Life skills

Last week we celebrated the first feast day of St John Henry Newman. As a prolific writer and exceptional speaker, there are many quotes that are used that originate from him, and you may have your own favourite that says something to you in a personal or inspiring way. For me I have a preference for:
 
“God has created me to do Him some definite service. He has committed some work to me which He has not committed to another. I have my mission. I may never know it in this life, but I shall be told it in the next. I am a link in a chain, a bond of connection between persons.”
 
I think it says a lot and leads me to think about not only what it is that I think God has in mind for me to do, but also to think about how it is that I’m able to do some of the things that occur in my life. Some of these things only happen occasionally, others are on a regular basis. It also makes me realise that some of the things I done before, things that I’m mentally boxed away as only being relevant to that part of my life, are surprisingly transferable into what I do now.
 
I wouldn’t have imagined that my life in the fire brigade, would have prepared me in so many different ways, for the life as a deacon. When I stand up in front of a class at the school, is it that different to my time as an instructor at the Brigade Training School? When I’m driving the school minibus, it’s smaller than driving a fire engine! When I’m perched on the top of a ladder trying to hang the star from the church roof above the nativity scene. When I’m writing lesson plans for the sessions teaching future deacons. When I’m trying to work out the budget required for the deanery Confirmation programme, isn’t much different from when I was a Borough Commander and had to manage the budget for a number of fire stations – just a bit smaller!
 
What ever it is that we do, whatever our experiences, either professionally or in our private and social lives, it gives us the skills to be the best at what we do. Some refer to these as life skills, and they are what enable us to function and be successful. Life skills are needed to get along with other people. Life skills are needed to be able to earn a living. Life skills are needed to be able to run a household. The list goes on and on….
 
But the bit that is fascinating, is that each of us has a different set of life skills, that we put to use in as many different ways as we are individuals. The most successful, are those that combine their skills, using different abilities and talents to achieve for the many rather than the individual. That sounds to me a bit like a blueprint for community living, it sounds like the ideal Christian interpretation of the Gospels, and it only comes about if we accept that all of these life skills come to us as gifts from God, and we should be called to use them as such, in turn making them a gift to others.
 
Published earlier this month, The Encyclical Letter
FRATELLI TUTTI (ON THE FRATERNITY AND SOCIAL FRIENDSHIP)

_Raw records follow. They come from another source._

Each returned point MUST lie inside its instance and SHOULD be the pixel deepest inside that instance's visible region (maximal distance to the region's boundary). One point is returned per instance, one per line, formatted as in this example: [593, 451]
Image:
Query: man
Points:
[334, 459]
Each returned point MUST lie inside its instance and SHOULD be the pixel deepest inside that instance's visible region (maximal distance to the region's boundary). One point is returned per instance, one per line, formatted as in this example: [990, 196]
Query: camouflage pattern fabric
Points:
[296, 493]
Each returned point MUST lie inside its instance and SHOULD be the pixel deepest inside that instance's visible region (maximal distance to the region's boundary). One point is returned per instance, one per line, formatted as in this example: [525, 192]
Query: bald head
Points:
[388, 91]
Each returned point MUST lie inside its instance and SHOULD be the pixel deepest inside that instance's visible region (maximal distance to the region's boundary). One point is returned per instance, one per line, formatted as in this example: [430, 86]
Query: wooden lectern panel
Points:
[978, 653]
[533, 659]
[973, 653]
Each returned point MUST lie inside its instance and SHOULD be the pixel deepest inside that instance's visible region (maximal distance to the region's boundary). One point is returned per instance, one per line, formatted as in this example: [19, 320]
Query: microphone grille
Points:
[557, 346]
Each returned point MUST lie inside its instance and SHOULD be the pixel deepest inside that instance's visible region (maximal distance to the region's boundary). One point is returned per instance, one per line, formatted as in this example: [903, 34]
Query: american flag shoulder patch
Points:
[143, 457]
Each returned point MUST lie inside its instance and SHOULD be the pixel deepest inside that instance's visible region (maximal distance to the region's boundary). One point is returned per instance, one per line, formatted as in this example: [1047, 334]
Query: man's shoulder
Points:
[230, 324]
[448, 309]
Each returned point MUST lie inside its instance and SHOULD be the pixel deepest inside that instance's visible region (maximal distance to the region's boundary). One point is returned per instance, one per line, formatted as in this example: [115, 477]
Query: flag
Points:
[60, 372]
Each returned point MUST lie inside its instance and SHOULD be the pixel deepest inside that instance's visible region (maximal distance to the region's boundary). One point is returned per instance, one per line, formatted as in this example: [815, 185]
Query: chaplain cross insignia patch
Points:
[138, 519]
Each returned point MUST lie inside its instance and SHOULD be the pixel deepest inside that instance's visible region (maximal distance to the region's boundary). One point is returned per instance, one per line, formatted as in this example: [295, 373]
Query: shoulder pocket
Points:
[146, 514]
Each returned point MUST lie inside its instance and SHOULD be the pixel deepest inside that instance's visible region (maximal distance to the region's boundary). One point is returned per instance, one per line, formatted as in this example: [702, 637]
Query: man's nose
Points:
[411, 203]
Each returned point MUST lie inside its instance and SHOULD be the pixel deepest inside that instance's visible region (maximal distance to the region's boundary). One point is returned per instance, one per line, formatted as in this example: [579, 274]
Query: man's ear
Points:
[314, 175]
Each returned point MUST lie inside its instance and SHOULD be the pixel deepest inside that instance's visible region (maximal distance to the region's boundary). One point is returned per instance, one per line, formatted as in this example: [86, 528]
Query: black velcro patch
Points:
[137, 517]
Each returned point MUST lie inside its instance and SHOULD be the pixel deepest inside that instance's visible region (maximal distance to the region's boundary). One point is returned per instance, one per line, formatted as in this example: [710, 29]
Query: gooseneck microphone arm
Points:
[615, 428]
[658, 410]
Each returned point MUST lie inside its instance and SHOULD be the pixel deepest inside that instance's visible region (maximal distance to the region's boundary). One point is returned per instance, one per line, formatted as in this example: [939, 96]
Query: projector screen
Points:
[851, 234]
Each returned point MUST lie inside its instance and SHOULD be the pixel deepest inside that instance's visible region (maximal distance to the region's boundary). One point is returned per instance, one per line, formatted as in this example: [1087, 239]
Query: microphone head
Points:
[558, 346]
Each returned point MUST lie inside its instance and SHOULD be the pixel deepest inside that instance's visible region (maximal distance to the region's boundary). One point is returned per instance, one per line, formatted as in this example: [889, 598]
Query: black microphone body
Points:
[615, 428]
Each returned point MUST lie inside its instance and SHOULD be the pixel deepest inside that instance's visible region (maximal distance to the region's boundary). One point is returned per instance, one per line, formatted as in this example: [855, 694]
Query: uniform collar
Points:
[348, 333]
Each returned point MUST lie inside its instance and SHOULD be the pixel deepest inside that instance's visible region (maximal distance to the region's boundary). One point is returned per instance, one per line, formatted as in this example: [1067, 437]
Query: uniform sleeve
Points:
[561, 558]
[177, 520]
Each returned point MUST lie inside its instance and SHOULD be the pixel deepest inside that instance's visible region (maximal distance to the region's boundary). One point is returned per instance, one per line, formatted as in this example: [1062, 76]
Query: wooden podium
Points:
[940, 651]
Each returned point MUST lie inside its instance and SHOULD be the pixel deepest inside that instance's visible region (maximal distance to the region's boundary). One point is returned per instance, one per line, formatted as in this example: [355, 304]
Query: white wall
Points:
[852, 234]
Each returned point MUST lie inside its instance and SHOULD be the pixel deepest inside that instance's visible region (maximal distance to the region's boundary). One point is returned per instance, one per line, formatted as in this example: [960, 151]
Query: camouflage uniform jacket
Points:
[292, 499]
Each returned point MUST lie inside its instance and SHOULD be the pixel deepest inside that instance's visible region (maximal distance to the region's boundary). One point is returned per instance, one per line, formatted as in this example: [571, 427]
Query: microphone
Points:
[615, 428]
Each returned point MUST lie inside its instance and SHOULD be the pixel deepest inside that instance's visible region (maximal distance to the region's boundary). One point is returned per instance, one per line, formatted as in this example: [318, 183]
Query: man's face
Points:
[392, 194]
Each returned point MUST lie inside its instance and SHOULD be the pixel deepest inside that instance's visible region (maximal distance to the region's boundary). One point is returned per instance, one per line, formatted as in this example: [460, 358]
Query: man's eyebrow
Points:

Pope Francis reflects on some of these themes, and I would commend it to you to have a read.
 
In thinking about the life skills and talents that we all have, perhaps now is a good time to be considering them in light of the quote from St John Henry Newman. If God is calling me to some form of service, how then do I use what has been gifted to me, but perhaps more significantly, how to I then gift them to others?
 
In what way can I contribute what I’m good at, to the life of others, to the community, to the life of our parish and to the life of the church?